Real-Time Collaborative Study Whiteboard

A WebSocket-based collaborative whiteboard for tutoring sessions with shared canvas drawing, real-time cursor presence, LaTeX equation rendering, and optional Claude API integration for in-session explanations.

Node.js
Socket.io
React
Canvas API
KaTeX
PostgreSQL
Claude API (optional)

Why it matters

Immediately deployable for your own tutoring students. A focused no-account whiteboard for remote tutoring is genuinely better than Zoom's built-in tools and something tutors at UBC would actually use.

Skills this builds

  • WebSockets / Socket.io real-time state synchronization
  • Room-based multi-user session management
  • Canvas API drawing and event replay
  • Node.js server architecture and broadcasting
  • Claude API / AI feature integration (optional)

Implementation plan

  1. 1Set up a Node.js + Socket.io server with room-based connection management: each session gets a unique ID that students join via a shareable URL, no account required.
  2. 2Implement canvas sync: on every pointer event, emit a draw operation to the room.
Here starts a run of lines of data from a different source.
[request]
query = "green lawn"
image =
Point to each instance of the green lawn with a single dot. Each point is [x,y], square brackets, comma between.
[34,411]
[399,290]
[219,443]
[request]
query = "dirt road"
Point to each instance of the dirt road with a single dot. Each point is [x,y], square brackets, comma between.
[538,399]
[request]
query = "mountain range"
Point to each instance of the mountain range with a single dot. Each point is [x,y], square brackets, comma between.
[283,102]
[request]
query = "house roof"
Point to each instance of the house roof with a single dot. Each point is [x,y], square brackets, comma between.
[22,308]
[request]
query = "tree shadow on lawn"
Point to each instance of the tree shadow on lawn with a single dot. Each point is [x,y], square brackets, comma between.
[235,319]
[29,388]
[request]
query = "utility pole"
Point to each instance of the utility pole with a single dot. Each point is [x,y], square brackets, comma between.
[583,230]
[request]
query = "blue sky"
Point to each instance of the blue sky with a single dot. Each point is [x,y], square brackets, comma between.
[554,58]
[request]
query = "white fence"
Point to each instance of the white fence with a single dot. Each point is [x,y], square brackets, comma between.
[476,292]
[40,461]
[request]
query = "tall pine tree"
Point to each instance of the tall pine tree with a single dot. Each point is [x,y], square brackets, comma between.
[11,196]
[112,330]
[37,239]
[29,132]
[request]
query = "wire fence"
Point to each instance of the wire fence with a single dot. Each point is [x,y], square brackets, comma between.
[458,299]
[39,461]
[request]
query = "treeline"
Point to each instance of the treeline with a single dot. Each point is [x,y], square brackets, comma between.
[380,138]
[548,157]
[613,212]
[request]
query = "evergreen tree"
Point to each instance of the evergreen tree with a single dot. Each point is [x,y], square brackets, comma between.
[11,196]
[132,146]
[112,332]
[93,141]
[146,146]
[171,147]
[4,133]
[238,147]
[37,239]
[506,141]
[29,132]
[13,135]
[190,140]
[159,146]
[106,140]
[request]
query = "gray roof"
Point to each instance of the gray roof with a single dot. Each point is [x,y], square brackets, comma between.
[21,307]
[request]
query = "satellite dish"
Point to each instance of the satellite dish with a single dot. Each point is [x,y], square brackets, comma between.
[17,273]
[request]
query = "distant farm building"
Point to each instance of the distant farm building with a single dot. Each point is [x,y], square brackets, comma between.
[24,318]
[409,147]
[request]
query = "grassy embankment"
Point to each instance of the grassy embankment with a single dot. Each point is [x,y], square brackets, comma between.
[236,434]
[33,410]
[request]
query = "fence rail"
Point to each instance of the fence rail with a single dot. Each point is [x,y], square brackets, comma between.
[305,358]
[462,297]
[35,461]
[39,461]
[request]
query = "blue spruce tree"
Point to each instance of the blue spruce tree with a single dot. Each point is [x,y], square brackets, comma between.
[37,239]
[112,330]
The server broadcasts it to all other clients immediately.
  3. 3Build the React canvas component that handles local drawing and applies incoming remote draw operations without flickering.
  4. 4Add cursor presence: broadcast cursor positions and render small labeled cursors for each remote participant on the canvas.
  5. 5Add a toolbar: pen, eraser, color picker, stroke width, clear, and single-step undo.
  6. 6Add LaTeX equation rendering: a text tool that accepts LaTeX, renders it via KaTeX, and stamps it as a repositionable canvas element.
  7. 7Add session persistence: save canvas state snapshots to PostgreSQL every 30 seconds so sessions can be reviewed after they end.
  8. 8(Optional) Add a Claude API sidebar: send the current canvas as a screenshot plus a student question to the Claude API and display the explanation inline.
  9. 9Deploy to Fly.io (Node.js + Socket.io backend) and Vercel (React frontend).